Before you dismiss the headline as nutty, at least one respected macroeconomist and former central banker, and now chief economist of Citigroup is of the view that England is at risk of a currency crisis. He noted last November:
With the pound sterling dropping like a stone against most other currencies and credit default swap rates on long-term UK sovereign debt beginning to edge up, this is a good time to revisit a suggestion I made earlier on a number of occasions (e.g. here, here and here), that there is a non-trivial risk of the UK becoming the next Iceland.
The risk of a triple crisis – a banking crisis, a currency crisis and a sovereign debt default crisis – is always there for countries that are afflicted with the inconsistent quartet identified by Anne Sibert and myself in our work on Iceland: (1) a small country with (2) a large internationally exposed banking sector, (3) a currency that is not a global reserve currency and (4) limited fiscal capacity.
Gillian Tett provides an update on the UK’s indebtedness, and the picture is not pretty.

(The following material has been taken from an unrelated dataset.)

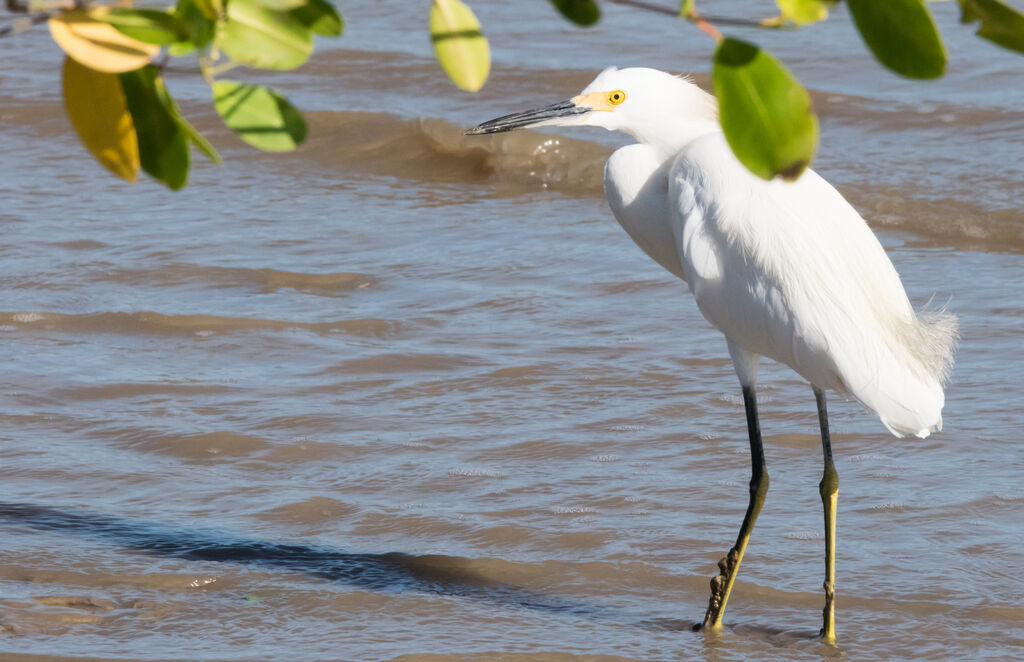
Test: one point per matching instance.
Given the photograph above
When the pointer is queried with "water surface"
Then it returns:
(412, 395)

Admittedly, gross debt is not one of Buiter’s signs of trouble, but it often translates into limited fiscal capacity. And England still has a large, internationally exposed banking sector. In fact, that is one reason to think the powers that be may not be bluffing at all when they seek to impose tougher rules on banks, and will accept their departure as a necessary consequence. England cannot afford to have an unconstrained banking sector. It cannot afford another crisis rescue operation. As General Pyrrhus famously said, “One more victory will undo me!”
From the Financial Times (hat tip reader Don B):
Which country experienced the biggest jump in debt, relative to gross domestic product, over the past decade?…if McKinsey consultants are to be believed, the real leverage giant – at least among the big western economies – is actually the UK. After crunching the data, McKinsey estimates that the gross level of British private and public debt is now 449 per cent of GDP – up from 350 per cent at the start of the decade.

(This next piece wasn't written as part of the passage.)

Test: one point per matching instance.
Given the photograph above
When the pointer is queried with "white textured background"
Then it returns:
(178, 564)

And even excluding the liabilities of foreign banks based in the UK, the ratio still runs at 380 per cent – higher than any country except Japan (closely followed by Spain where debt has also spiralled dramatically, according to a McKinsey report issued today.*)

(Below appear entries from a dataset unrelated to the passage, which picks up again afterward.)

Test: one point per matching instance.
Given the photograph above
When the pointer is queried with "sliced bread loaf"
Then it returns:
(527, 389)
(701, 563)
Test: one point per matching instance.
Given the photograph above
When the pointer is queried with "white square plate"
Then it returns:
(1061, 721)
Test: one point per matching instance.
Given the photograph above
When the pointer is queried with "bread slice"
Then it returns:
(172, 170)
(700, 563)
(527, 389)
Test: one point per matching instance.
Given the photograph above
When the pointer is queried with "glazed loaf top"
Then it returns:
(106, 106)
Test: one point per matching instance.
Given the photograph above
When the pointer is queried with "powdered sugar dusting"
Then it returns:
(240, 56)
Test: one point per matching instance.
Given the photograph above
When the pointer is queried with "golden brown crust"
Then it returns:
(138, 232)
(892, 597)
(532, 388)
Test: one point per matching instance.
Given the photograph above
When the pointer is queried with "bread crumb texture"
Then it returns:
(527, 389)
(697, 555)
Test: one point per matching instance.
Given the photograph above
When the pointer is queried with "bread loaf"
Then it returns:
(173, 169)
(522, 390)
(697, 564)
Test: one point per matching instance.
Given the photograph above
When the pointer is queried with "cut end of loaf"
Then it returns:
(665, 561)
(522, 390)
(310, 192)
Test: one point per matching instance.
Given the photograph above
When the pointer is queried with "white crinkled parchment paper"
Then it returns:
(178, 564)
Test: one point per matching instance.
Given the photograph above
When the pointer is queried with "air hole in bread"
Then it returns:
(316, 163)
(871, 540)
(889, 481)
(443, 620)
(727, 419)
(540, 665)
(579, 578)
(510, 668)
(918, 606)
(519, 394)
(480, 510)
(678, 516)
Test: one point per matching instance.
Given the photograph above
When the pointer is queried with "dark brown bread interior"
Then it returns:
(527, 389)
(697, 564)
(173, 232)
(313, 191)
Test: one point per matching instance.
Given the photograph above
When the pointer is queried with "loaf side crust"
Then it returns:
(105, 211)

That is sobering stuff, particularly for UK voters. However, it also raises a much bigger point. In the middle of the last decade, it was often frustratingly difficult to get any data on leverage levels, since it was an issue on which precious few policymakers focused…
Now, of course, the world is radically different. But, as McKinsey points out, there is still surprisingly little known about the actual mechanics of “deleveraging”, compared with, say, all that research that has been conducted on financial crises. And so it has tried to plug this gap by both plotting the recent pattern of global leverage levels – and then setting it in a wider historical context, to show how deleveraging has (or has not) occurred before…
Nevertheless, some of the patterns in the report are fascinating – and valuable –precisely because they have often been ignored. Contrary to popular perception, for example, McKinsey points out that, by historical standards, most of the financial world was not crazily leveraged in the past decade. Instead, the crazy debt increase was focused on a small group of brokers, and global banks.
Moreover, alongside the (limited) rise in broker borrowing in the past decade, there was also a far more startling increase in “real economy” debt, particularly in the household and real estate sector.
Yves here. Tett is surprised? She shouldn’t be. Household debt grew rapidly in all countries experiencing housing bubbles. Although mortgage debt was obviously the main culprit, many (like the US, UK, and Australia) also featured impressive levels of unsecured borrowings, usually credit cards. Back to the story.
Since the crisis started, this “real economy” debt has declined a tiny bit, while financial sector leverage has fallen considerably. But since public debt has spiralled, gross leverage levels for most large nations have not fallen. And that, in turn, has a crucial implication: namely that, insofar as deleveraging is inevitable, much of it is still to come. From a historical perspective, this challenge is not entirely unprecedented. The UK and US have, after all, slashed vast debt burdens before during the last two centuries, and McKinsey has identified four dozen smaller deleveraging episodes around the world since 1950.
But while governments have sometimes softened this task before by creating rapid growth, often due to exports (via devaluation), or a peace dividend (after a war), those routes do not look offer an easy escape this time. Growth, in other words, could be tough to achieve. So that leaves three, unpalatable options, McKinsey suggests: outright default, inflation or belt-tightening.
McKinsey’s best guess – or hope – is that belt-tightening will predominate, and it consequently forecasts a grim climate of austerity for the next decade. It may be right. But to my mind, at least, it remains a very open bet whether western voters will accept austerity without a backlash; personally, I would thus put a higher emphasis on the other options too.
Either way, the real moral is that the task now facing the western governments is monumental. It is a pity that groups such as McKinsey were not producing these leverage charts three years ago. If so, the politicians might now not be in quite such a pickle, even – or especially – in the UK.
Yves here. I cannot imagine McKinsey doing this sort of work three years ago. McKinsey is in the business of dispensing what I have long called leading edge conventional wisdom. Nothing so far ahead of the curve as to be threatening.